I thought that I should put up a personal post today. My life has been upside-down for almost a week now. Maybe you've noticed there haven't been any fluffy posts on here about super yum recipes or life posts etc...maybe you noticed I just haven't been too active on twitter...
My mom called me up last Friday morning, bright and early..my mom doesn't do bright and early, and i hadn't talked to her in months, so i knew immediately something was very wrong.
My aunt had been moved into Palliative Care.
A bit of backstory here, about 2 years ago she was diagnosed with pancreatic cancer..we all immediately lost it. We knew it was basically a death sentence :(
BUT they actually caught it in time, and it was removed and she did chemo, etc. It was GONE.
I don't actually know much about time-line stuff here so just bear with me...but then it was found somewhere else, and then somewhere else, and we were told 'sorry, it's untreatable'.
She was doing so well though! We all got together last Easter because it was supposed to be her last one..but she made it to this past Easter, using only one cane for support...but then a couple days later it was 2, then a couple days after that a walker if she NEEDED to get up, then a chest scan showing a lot of fluid...and now Palliative care. She's middle aged but now suddenly looks elderly. A 'healthy' sized woman now looking so frail and small. The fluid buildup gives her the appearance of being about 5 months pregnant. She's eating(fluids) but she is getting nothing from it but the comfort of feeling like she's still eating..as it's almost immediately removed from her stomach with the drainage tube. There is no IV to give her sustenance. She's got morphine on schedule to help ease the constant pain. She hasn't gone to the bathroom in about 2 weeks. We know it's coming, but she appears so 'strong'...if I can even use that word..

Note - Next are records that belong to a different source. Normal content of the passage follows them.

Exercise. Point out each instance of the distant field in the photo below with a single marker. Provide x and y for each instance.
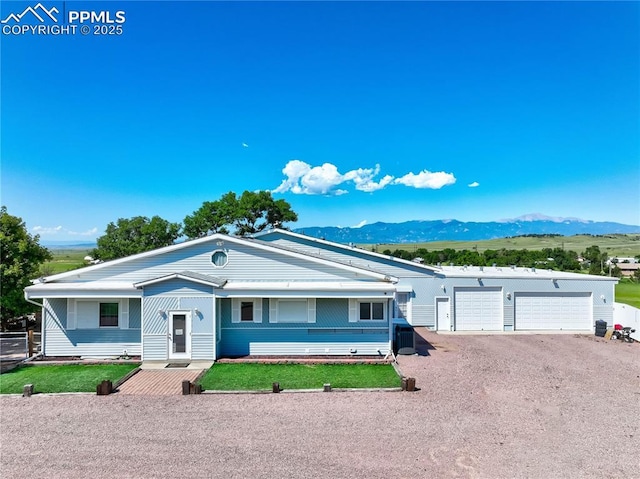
(65, 260)
(614, 245)
(628, 293)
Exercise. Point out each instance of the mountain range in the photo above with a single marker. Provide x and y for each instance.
(452, 230)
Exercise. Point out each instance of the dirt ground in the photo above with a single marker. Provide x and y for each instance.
(489, 406)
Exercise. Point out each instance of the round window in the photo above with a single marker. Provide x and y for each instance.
(219, 258)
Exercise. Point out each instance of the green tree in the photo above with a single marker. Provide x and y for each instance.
(258, 210)
(135, 235)
(596, 259)
(22, 256)
(211, 217)
(250, 213)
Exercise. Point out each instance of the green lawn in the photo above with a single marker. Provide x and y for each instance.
(62, 378)
(251, 376)
(65, 259)
(628, 293)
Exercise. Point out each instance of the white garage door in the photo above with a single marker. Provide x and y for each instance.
(548, 311)
(478, 309)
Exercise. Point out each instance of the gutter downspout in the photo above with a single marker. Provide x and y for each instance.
(42, 323)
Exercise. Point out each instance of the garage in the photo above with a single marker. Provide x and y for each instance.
(478, 309)
(553, 311)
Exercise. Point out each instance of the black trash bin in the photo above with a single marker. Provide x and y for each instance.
(601, 328)
(404, 339)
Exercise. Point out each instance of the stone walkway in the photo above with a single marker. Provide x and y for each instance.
(155, 379)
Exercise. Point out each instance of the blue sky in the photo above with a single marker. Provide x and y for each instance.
(352, 112)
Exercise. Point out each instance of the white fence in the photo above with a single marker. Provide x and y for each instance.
(14, 346)
(626, 315)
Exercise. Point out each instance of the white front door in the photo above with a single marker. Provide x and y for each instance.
(443, 319)
(180, 335)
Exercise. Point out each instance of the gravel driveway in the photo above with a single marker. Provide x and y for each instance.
(494, 406)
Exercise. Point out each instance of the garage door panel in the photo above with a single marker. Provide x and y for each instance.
(559, 311)
(478, 309)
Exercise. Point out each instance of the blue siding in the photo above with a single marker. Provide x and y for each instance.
(135, 313)
(98, 343)
(243, 342)
(330, 334)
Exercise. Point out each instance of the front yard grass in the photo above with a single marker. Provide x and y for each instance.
(62, 378)
(254, 376)
(628, 293)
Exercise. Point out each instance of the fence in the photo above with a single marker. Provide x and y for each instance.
(15, 346)
(626, 315)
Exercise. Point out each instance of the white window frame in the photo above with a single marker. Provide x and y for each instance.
(72, 313)
(236, 304)
(354, 310)
(226, 256)
(276, 317)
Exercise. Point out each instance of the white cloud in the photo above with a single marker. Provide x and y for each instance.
(364, 179)
(47, 230)
(55, 230)
(303, 179)
(426, 179)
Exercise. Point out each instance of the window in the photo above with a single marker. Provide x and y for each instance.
(108, 315)
(371, 311)
(246, 311)
(402, 300)
(219, 258)
(292, 310)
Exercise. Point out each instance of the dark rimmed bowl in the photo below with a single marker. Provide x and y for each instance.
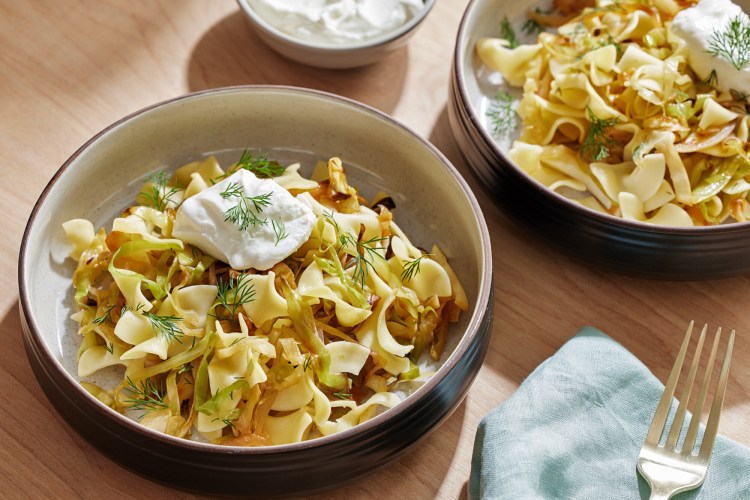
(434, 205)
(629, 247)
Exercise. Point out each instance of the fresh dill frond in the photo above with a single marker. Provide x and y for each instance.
(157, 194)
(596, 145)
(260, 165)
(165, 326)
(365, 252)
(411, 268)
(105, 317)
(501, 114)
(148, 397)
(508, 34)
(711, 80)
(733, 42)
(233, 293)
(248, 208)
(532, 27)
(279, 229)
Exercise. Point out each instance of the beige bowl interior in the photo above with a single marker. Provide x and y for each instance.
(434, 205)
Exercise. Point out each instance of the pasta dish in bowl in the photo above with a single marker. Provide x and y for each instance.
(238, 286)
(638, 143)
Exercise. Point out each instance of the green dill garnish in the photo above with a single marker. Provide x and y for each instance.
(733, 43)
(157, 194)
(279, 229)
(165, 326)
(365, 252)
(411, 268)
(711, 80)
(532, 27)
(232, 293)
(342, 395)
(596, 145)
(501, 114)
(261, 166)
(245, 213)
(508, 34)
(148, 397)
(105, 317)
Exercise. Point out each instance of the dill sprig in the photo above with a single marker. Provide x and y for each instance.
(342, 395)
(711, 80)
(105, 317)
(148, 397)
(165, 326)
(532, 27)
(596, 145)
(157, 194)
(501, 114)
(411, 268)
(279, 230)
(508, 34)
(246, 212)
(365, 251)
(260, 165)
(232, 293)
(733, 42)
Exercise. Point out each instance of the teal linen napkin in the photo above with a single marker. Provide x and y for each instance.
(575, 426)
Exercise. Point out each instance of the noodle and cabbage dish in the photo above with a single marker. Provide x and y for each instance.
(613, 116)
(320, 341)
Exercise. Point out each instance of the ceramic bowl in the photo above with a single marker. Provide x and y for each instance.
(433, 204)
(333, 55)
(635, 248)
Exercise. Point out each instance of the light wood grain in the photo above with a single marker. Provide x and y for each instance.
(68, 69)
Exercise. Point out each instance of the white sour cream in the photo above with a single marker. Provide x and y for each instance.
(200, 221)
(336, 21)
(696, 25)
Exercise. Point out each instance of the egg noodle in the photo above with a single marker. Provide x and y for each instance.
(614, 118)
(318, 343)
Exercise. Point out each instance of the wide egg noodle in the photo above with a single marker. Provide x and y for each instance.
(267, 303)
(312, 284)
(81, 234)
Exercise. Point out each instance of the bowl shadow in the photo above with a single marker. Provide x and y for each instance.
(231, 53)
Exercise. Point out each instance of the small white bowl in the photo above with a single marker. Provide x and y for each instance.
(333, 55)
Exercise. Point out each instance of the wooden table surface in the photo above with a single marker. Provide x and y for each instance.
(69, 69)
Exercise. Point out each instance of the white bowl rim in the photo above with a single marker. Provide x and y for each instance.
(482, 308)
(334, 48)
(476, 126)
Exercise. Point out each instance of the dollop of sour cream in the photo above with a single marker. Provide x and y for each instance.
(284, 223)
(337, 21)
(696, 26)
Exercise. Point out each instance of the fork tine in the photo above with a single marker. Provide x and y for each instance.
(665, 403)
(679, 417)
(712, 426)
(687, 447)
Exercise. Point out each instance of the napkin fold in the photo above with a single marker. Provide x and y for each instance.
(575, 426)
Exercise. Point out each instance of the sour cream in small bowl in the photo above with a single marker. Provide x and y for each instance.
(335, 34)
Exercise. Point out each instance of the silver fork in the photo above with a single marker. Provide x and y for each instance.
(670, 470)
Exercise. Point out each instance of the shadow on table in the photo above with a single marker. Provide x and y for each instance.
(230, 53)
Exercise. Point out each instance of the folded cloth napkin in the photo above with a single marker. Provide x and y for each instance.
(575, 426)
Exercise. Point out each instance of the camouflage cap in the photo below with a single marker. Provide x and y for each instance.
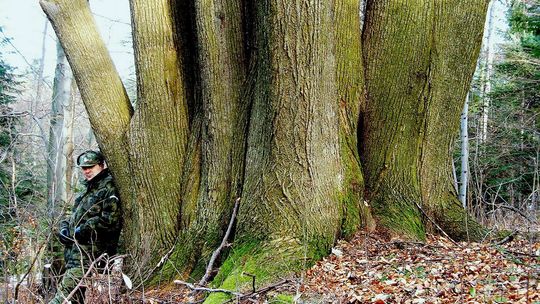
(90, 158)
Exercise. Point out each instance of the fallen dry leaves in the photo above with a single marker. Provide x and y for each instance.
(369, 270)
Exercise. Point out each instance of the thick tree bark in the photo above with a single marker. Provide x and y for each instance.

I am 32 years old, I am running out of family very fast. My grama died almost 4 yrs ago (she was 98), my uncle died suddenly a year before that..and now my aunt in the very near future :(
Ever since my grama's health went downhill, my family hasn't been the same..we just not that close anymore. Nobody tries. There's been death, and divorce, and moving. We all live about 3 hrs apart. Etc Etc Etc...excuses i know..
So in the past week, I've driven the 7 hrs (3+ hours each way) on Saturday, and then yesterday, and now it looks like I'll be taking my girls up with us this coming Saturday. My mom doesn't drive, and just being a passenger takes a lot from her. Heck the 7 hrs of driving turns me part zombie!

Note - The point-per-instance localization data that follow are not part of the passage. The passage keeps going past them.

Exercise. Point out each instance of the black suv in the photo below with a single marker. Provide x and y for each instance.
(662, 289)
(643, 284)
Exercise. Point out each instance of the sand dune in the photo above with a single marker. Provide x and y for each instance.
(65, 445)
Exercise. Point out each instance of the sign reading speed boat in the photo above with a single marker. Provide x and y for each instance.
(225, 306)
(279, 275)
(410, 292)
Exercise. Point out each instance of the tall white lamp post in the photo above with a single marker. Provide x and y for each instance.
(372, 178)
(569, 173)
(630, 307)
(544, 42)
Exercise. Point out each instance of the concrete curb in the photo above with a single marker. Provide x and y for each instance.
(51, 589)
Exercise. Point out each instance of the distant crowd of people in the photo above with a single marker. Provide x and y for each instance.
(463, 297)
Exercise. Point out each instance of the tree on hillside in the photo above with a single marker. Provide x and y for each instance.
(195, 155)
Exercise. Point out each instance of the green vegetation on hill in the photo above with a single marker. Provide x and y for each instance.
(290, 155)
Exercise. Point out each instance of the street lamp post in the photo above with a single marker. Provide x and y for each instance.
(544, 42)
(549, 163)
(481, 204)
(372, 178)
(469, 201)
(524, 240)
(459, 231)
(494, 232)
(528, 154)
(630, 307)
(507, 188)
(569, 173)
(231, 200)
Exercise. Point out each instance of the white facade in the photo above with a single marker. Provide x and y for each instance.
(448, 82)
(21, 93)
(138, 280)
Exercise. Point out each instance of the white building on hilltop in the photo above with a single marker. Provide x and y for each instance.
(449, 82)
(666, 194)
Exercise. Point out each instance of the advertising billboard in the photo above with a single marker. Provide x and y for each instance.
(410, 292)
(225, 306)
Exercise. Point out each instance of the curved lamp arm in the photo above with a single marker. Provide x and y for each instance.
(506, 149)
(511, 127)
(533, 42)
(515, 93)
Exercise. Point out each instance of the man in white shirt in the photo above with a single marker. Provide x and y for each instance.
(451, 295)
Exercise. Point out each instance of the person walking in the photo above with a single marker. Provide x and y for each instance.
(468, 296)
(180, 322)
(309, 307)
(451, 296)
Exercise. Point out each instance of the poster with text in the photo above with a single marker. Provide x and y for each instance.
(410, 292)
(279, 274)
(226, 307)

But seeing that sparkle in her eyes makes it ok. Just seeing how happy it made her when my girls sent drawings up with me, i now see that it's time for me to take them up with me.
So, that is where I've been...if you pray, please can i beg a prayer off you? That it's quick and with as little pain as possible. I can't even begin to tell you what i've seen up there...
EFF YOU CANCER!!! YOU'RE AN ABSOLUTE MONSTER!!